Presse

Georg Rudiger, Badische Zeitung, 17. Juli 2023

Von beachtlicher Qualität

Das Jubiläum 2024 kann kommen: Eric Staiger holt bei den
Semesterabschlusskonzerten mit seinem KHG-Orchester die Sterne vom Himmel.

Ein luftiges Sommerprogramm war das nicht, was das KHG-Orchester im Freiburger
Konzerthaus – und ein paar Tage zuvor im Parktheater Lahr – präsentierte. Stattdessen große
symphonische Brocken: dunkel grundiert, weit ausgreifend, melancholisch gefärbt. Und höchst
anspruchsvoll.
Dass dem aus musikbegeisterten Studierenden und ehemaligen Studenten bestehenden
Orchester, das nächstes Jahr mit Gustav Mahlers dritter Symphonie sein 50-jähriges Bestehen
feiert, unter der Leitung von Eric Staiger gerade mit diesem Programm ein tiefschürfender, in
allen Facetten außergewöhnlicher Abend glückte, überraschte zumindest den Rezensenten.
Schon der gedämpfte, aus Wechselnoten bestehende Streicherteppich zu Beginn von Jean
Sibelius’ Violinkonzert in d-Moll lässt aufhorchen. Carla Marrero gestaltet den Solopart mit
großer Freiheit und dunklem Ton. Die in München lebende spanische Geigerin wird zur
Erzählerin, die in Bann zieht. Ihre Doppelgriffe klingen; in der von Sibelius anstelle der
Durchführung komponierten Kadenz zeigt sie viele Nuancen.
Und auch die zunehmende Virtuosität im Allegro molto vivace meistert Marrero mit
Leichtigkeit. Obwohl sie im Finale zu Beginn ein anderes Tempo wählt als das Orchester und
auch einzelne Figuren verkürzt, fällt der Satz nicht auseinander, weil der Dirigent aufmerksam
reagiert und alle Beteiligten sicher durch die Klippen steuert.
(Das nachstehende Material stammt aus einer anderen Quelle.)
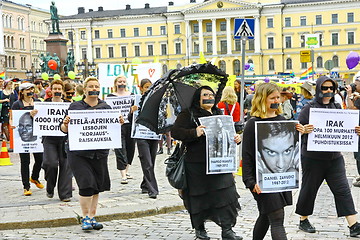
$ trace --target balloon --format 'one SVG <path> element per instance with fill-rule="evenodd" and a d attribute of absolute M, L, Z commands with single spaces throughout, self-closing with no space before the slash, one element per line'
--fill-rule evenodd
<path fill-rule="evenodd" d="M 46 72 L 43 72 L 41 74 L 41 78 L 44 79 L 45 81 L 49 80 L 49 74 L 47 74 Z"/>
<path fill-rule="evenodd" d="M 138 57 L 133 58 L 131 61 L 131 64 L 134 64 L 134 65 L 141 64 L 141 63 L 142 63 L 142 61 Z"/>
<path fill-rule="evenodd" d="M 264 82 L 266 82 L 266 83 L 270 82 L 270 78 L 269 78 L 269 77 L 266 77 L 266 78 L 264 79 Z"/>
<path fill-rule="evenodd" d="M 50 69 L 52 70 L 56 70 L 57 69 L 57 62 L 55 60 L 49 60 L 48 61 L 48 66 Z"/>
<path fill-rule="evenodd" d="M 250 68 L 250 64 L 249 63 L 245 63 L 244 65 L 244 70 L 248 70 Z"/>
<path fill-rule="evenodd" d="M 59 74 L 54 74 L 54 80 L 60 80 L 60 79 L 61 79 L 61 77 Z"/>
<path fill-rule="evenodd" d="M 75 79 L 76 75 L 75 75 L 74 71 L 69 71 L 69 72 L 68 72 L 68 77 L 69 77 L 70 79 Z"/>
<path fill-rule="evenodd" d="M 353 69 L 358 65 L 360 61 L 360 56 L 357 52 L 350 52 L 346 57 L 346 65 L 348 69 Z"/>

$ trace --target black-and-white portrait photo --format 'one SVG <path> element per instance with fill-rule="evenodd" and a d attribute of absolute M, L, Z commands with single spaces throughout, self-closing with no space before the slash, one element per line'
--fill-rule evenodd
<path fill-rule="evenodd" d="M 33 120 L 30 112 L 24 113 L 19 119 L 18 131 L 23 142 L 34 142 L 37 137 L 34 136 Z"/>
<path fill-rule="evenodd" d="M 300 133 L 297 121 L 256 123 L 256 174 L 263 192 L 299 188 Z"/>

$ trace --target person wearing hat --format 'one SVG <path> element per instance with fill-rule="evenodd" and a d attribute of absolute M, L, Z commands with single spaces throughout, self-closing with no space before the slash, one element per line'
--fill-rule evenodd
<path fill-rule="evenodd" d="M 298 119 L 301 109 L 314 98 L 315 90 L 311 82 L 306 81 L 301 86 L 301 98 L 300 101 L 296 104 L 296 113 L 294 118 Z"/>
<path fill-rule="evenodd" d="M 294 109 L 291 106 L 290 98 L 292 98 L 292 93 L 289 92 L 286 88 L 283 88 L 283 90 L 280 92 L 281 96 L 281 107 L 283 110 L 283 116 L 286 120 L 290 120 L 294 117 Z"/>
<path fill-rule="evenodd" d="M 22 83 L 19 86 L 19 100 L 14 102 L 12 110 L 33 110 L 34 102 L 40 101 L 34 98 L 34 85 L 31 83 Z M 13 125 L 13 124 L 12 124 Z M 21 180 L 24 186 L 24 195 L 30 196 L 30 182 L 34 183 L 36 187 L 42 189 L 44 185 L 39 181 L 41 164 L 43 161 L 43 153 L 33 153 L 35 163 L 30 177 L 30 153 L 19 153 L 21 164 Z M 29 182 L 30 180 L 30 182 Z"/>
<path fill-rule="evenodd" d="M 9 110 L 12 104 L 17 100 L 17 93 L 12 89 L 11 79 L 5 80 L 4 89 L 0 92 L 0 103 L 1 103 L 1 137 L 4 139 L 6 137 L 7 141 L 10 141 L 9 134 Z M 5 134 L 5 136 L 4 136 Z"/>

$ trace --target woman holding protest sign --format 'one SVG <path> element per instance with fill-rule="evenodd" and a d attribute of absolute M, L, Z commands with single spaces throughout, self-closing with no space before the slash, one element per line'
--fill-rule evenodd
<path fill-rule="evenodd" d="M 337 83 L 327 76 L 321 76 L 316 81 L 315 98 L 306 104 L 300 112 L 299 121 L 305 127 L 301 141 L 301 164 L 303 170 L 302 184 L 296 213 L 300 215 L 299 229 L 315 233 L 315 227 L 308 220 L 313 213 L 316 194 L 322 182 L 326 180 L 334 198 L 338 217 L 345 217 L 350 229 L 350 236 L 360 235 L 360 223 L 357 222 L 354 201 L 346 177 L 344 158 L 341 152 L 308 151 L 308 134 L 314 131 L 314 125 L 309 124 L 311 108 L 341 109 L 335 103 Z M 331 116 L 329 116 L 331 117 Z M 354 126 L 360 135 L 360 126 Z"/>
<path fill-rule="evenodd" d="M 126 77 L 117 76 L 114 80 L 114 92 L 108 97 L 125 97 L 130 96 L 131 93 L 127 89 Z M 121 143 L 122 148 L 115 149 L 116 165 L 120 170 L 121 184 L 127 184 L 128 179 L 132 179 L 128 173 L 129 167 L 134 158 L 135 140 L 131 138 L 131 123 L 125 123 L 121 126 Z"/>
<path fill-rule="evenodd" d="M 50 83 L 51 98 L 45 102 L 70 102 L 63 99 L 64 83 L 61 80 L 54 80 Z M 35 117 L 37 109 L 31 111 Z M 64 116 L 59 116 L 63 118 Z M 45 171 L 46 196 L 54 197 L 54 188 L 57 182 L 58 195 L 61 201 L 69 202 L 72 197 L 72 173 L 65 153 L 65 136 L 43 136 L 44 159 L 42 167 Z"/>
<path fill-rule="evenodd" d="M 19 100 L 14 102 L 12 110 L 33 110 L 34 102 L 40 102 L 40 100 L 34 98 L 34 85 L 31 83 L 22 83 L 19 86 Z M 22 141 L 33 141 L 33 127 L 32 117 L 30 114 L 24 114 L 22 123 L 19 123 L 19 135 Z M 13 126 L 13 124 L 11 124 Z M 42 189 L 44 185 L 39 181 L 39 175 L 41 170 L 41 164 L 43 161 L 43 153 L 33 153 L 35 163 L 33 166 L 32 174 L 30 177 L 29 165 L 30 165 L 30 153 L 19 153 L 21 162 L 21 179 L 24 186 L 24 195 L 30 196 L 32 194 L 30 190 L 30 182 L 34 183 L 36 187 Z"/>
<path fill-rule="evenodd" d="M 13 91 L 13 82 L 11 80 L 4 81 L 4 89 L 0 92 L 0 103 L 1 107 L 1 136 L 4 140 L 4 135 L 7 141 L 10 141 L 9 133 L 9 119 L 10 109 L 13 103 L 17 100 L 18 95 Z"/>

Sibelius 7. Symphonie nach der Pause hat Ruhe, Weite und Kraft. Staiger gelingt mit dem
homogenen, in allen Registern gut besetzten Klangkörper eine hochdifferenzierte, gerundete
Interpretation – mit weichen Posaunen (Max Bergsträsser, David Cox, Ben Thiekötter), gut
ausbalancierten Holzbläsern und einem dichten, intensiven Streicherklang.
In Richard Strauss’ gewaltiger symphonischer Dichtung „Tod und Verklärung“ holt Eric Staiger
mit seinem KHG-Orchester dann endgültig die Sterne vom Himmel. Vom zart pulsierenden
Beginn mit dem kantablen Solo von Konzertmeisterin Felicitas Ohnmacht bis zur rhythmisch
zugespitzten Panikattacke beim ersten Allegro molto agitato, vom hymnischen, bis ins Detail
modellierten Verklärungsthema bis zur allmählichen Ermattung am Ende – das KHG-Orchester
beglückt mit einer klanglichen Qualität, die man sonst nur von Profiorchestern kennt. Das
Jubiläum kann kommen.


Juliana Eiland-Jung, Badische Zeitung, 14. Juli 2023

Novemberstimmung im Hochsommer

Das Konzert des studentischen KHG-Orchesters am Mittwochabend hätte auch im
Kulturprogramm der Stadt Lahr bestehen können. Vor allem Jean Sibelius‘ Violinkonzert mit
der Solistin Carla Marrero konnte begeistern.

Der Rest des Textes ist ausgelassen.